Publish Constructs with Projen
We recommend using the cdktf-construct
projen template to package and publish your constructs to either public or private registries. Projen synthesizes files and directories into different target languages based on a Javascript or Typescript file. The process is similar to how CDKTF synthesizes code into JSON configuration files for Terraform.
The projen deployment mechanism uses GitHub Actions, so cdktf-construct
expects GitHub to host the Git repository for your construct package. If you prefer to use a different CI provider, you can use projen to bootstrap the project, run yarn run eject
to opt out of projen, and then customize the CI implementation.
Use the following steps to publish your constructs with the cdktf-construct
projen template.
Initialize Construct Package
Navigate into your construct directory and run npx projen new cdktf-construct
to initialize a new construct package. The script creates a new project that you can configure and then deploy to private or public registries.

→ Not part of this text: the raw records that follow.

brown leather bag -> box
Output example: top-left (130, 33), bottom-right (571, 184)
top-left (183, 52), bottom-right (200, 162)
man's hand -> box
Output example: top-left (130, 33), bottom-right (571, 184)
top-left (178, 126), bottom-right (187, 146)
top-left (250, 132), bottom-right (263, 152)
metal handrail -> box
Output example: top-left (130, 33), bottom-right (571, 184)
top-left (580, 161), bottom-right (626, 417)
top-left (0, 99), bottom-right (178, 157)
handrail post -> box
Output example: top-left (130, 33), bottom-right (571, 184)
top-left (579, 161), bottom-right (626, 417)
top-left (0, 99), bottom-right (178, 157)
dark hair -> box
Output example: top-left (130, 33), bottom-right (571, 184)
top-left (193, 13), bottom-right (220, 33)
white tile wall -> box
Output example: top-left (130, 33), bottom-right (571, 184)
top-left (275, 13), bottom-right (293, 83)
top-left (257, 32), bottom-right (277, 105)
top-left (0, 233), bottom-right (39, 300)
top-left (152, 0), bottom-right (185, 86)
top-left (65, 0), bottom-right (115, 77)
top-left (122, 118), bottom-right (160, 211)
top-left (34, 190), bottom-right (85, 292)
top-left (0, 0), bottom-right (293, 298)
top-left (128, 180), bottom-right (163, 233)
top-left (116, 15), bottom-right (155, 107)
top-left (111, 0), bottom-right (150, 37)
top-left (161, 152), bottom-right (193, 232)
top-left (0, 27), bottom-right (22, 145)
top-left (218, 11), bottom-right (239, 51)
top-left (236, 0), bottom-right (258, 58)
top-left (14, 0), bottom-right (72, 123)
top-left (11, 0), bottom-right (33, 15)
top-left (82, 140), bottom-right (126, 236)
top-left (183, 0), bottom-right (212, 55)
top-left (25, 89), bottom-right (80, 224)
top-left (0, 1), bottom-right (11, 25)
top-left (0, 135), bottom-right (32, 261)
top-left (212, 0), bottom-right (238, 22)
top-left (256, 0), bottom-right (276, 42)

Configure the Construct Project
Projen manages all non-code files, like the package.json or JSII configuration, so must modify the .projenrc.js
configuration to include your construct's code files.
The following example shows how to configure your .projenrc.js
file to publish your project to public or private registries.
const { cdktf } = require("projen");
const project = new cdktf.ConstructLibraryCdktf({
author: "Your Name",
authorAddress: "your-name@company.com",
cdktfVersion: "0.13.0",
defaultReleaseBranch: "main",
name: "your-project-name",
repositoryUrl: "https://github.com/your-org/your-project-name.git",
prettier: true, // optional, but convenient
// Release Configuration
// Requires "NPM_TOKEN" secret to be set in the secrets of the Github repository
releaseToNpm: true,
npmRegistryUrl: "https://npm.pkg.your-company.com", // When omitted it will release to the public NPM registry
// Requires "TWINE_USERNAME" & "TWINE_PASSWORD" secret to be set in the repository
publishToPypi: {
distName: "your-project-name",
module: "your_project_name",
twineRegistryUrl: "https://pypi.your-company.com", // When omitted it will release to the public PyPi registry
},
// Requires "MAVEN_GPG_PRIVATE_KEY", "MAVEN_GPG_PRIVATE_KEY_PASSPHRASE", "MAVEN_PASSWORD",
// "MAVEN_USERNAME", and "MAVEN_STAGING_PROFILE_ID" to be set.
publishToMaven: {
javaPackage: "com.your-org.your-project-name ",
mavenGroupId: "com.your-org",
mavenArtifactId: "your-project-name",
mavenRepositoryUrl:
"https://maven.your-company.com/repository/your-project", // When omitted, the project releases to Maven Central
},
// Requires "NUGET_API_KEY" to be set.
publishToNuget: {
dotNetNamespace: "YourOrg.YourProjectName",
packageId: "YourOrg.YourProjectName",
nugetServer: "https://nuget.your-company.com", // When omitted it will release to the public Nuget registry
},
});
// You should use pre-built providers as peer dependencies so your
// package manager can warn you if you have incompatible versions
project.addPeerDeps(
"@cdktf/provider-aws@10.x", // You want to pin the major version to stay
"@cdktf/provider-pagerduty@3.x", // compatible with the current cdktf version
"@cdktf/provider-datadog@3.x"
);
project.synth();
Run npm run projen
to generate the setup and workflow files for your project You must do this every time you change the .projenrc.js
file.
Set GitHub Actions Secrets
The GitHub Action requires the following environment variables for credentials.
NPM_TOKEN
: An npm API token or a token for the registry of your choiceTWINE_USERNAME
: The username to use for PyPi, if using a token it should be "token"TWINE_PASSWORD
: The PyPi API token to authenticate against PyPi or the registry of your choiceNUGET_API_KEY
: The API key to authenticate against NuGet
The following environment variables are for Maven credentials:
MAVEN_GPG_PRIVATE_KEY
MAVEN_GPG_PRIVATE_KEY_PASSPHRASE
MAVEN_PASSWORD
MAVEN_USERNAME
MAVEN_STAGING_PROFILE_ID
This configuration creates new releases when you push a new commit to the repository. The version numbers follow semantic versioning specifications.